Elizabeth watched while her son Henry escorted the bride into the church and her sister Cecily carried Katherine’s train. The Duchess of Norfolk led those who prepared the bed. Later, what did or did not happen in it would become a source of great controversy: Arthur (so it was reported almost thirty years later) boasted the next morning that he had ‘been this night in the midst of Spain’ but Katherine declared that she had remained as ‘untouched and pure’ as when she came from her mother’s belly. But at the time no one seems to have doubted that everything had gone as it should.

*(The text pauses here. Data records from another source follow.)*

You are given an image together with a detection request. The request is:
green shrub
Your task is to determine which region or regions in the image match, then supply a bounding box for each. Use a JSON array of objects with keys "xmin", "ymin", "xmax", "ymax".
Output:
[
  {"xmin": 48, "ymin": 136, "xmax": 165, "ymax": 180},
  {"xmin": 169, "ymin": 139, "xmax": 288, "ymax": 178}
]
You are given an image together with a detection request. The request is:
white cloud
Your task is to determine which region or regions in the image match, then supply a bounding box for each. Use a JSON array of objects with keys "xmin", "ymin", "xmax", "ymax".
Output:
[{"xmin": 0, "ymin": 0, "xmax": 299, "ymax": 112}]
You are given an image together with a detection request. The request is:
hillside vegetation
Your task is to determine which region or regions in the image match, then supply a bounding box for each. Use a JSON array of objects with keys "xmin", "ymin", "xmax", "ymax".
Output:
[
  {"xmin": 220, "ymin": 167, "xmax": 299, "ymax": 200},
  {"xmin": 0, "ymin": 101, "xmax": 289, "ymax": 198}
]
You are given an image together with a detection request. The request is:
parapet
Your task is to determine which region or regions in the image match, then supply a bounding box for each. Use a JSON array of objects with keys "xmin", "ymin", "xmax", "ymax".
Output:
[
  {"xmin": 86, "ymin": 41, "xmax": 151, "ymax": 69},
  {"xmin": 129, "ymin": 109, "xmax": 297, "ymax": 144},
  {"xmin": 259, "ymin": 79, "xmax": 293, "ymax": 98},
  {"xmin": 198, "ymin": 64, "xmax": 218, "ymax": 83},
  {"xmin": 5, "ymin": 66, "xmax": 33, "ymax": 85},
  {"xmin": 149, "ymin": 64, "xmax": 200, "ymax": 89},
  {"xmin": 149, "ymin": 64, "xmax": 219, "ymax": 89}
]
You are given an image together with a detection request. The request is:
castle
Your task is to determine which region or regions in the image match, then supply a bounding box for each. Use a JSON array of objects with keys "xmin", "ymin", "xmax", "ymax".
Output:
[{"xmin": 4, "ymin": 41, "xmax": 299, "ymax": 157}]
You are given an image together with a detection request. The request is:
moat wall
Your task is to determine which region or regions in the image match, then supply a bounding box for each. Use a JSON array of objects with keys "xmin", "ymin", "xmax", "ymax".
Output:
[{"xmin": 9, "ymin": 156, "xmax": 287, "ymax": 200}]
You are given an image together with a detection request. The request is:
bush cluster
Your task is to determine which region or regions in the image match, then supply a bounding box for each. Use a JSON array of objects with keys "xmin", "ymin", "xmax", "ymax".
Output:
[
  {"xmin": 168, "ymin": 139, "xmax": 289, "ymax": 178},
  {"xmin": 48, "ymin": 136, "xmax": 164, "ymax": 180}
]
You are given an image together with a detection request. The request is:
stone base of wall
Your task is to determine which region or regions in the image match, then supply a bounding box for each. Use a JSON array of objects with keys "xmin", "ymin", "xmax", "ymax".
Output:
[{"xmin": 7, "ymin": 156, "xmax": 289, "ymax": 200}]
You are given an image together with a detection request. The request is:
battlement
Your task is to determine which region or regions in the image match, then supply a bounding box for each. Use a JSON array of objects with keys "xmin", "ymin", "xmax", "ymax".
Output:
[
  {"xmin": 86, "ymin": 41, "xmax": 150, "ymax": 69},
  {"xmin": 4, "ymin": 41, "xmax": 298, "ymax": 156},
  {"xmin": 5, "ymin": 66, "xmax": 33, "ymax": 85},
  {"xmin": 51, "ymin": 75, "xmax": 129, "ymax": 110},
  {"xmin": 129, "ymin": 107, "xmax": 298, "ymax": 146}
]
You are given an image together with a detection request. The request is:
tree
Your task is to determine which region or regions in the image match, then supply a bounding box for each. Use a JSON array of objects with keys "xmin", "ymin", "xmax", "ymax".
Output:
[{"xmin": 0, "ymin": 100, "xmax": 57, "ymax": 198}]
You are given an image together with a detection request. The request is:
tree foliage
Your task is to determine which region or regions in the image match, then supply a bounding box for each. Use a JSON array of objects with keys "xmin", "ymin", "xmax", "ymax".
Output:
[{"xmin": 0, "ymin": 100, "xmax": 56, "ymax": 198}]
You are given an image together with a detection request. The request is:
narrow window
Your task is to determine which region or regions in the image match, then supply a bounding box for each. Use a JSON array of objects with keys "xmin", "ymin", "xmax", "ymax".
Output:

The celebrations proceeded as custom dictated, with mass followed by tournaments and pageants, dancing and feasting. At one moment the ten-year-old Henry, ‘perceiving himself to be encumbered with his clothes’, cast off his gown and danced in his jacket ‘in so goodly and pleasant manner that it was to the King and Queen right great and singular pleasure’. At the Sunday banquet Elizabeth, with her sisters and of course her mother-in-law, sat at a table in the upper part of the Parliament Chamber, ‘the table of most reputation of all the tables in the Chamber’ – another reminder that this chivalric world was hers by virtue not only of her sex but of her family history. After more tournaments and more spectacles, on the following Friday an armada of barges transported the royal party and their attendants to Richmond.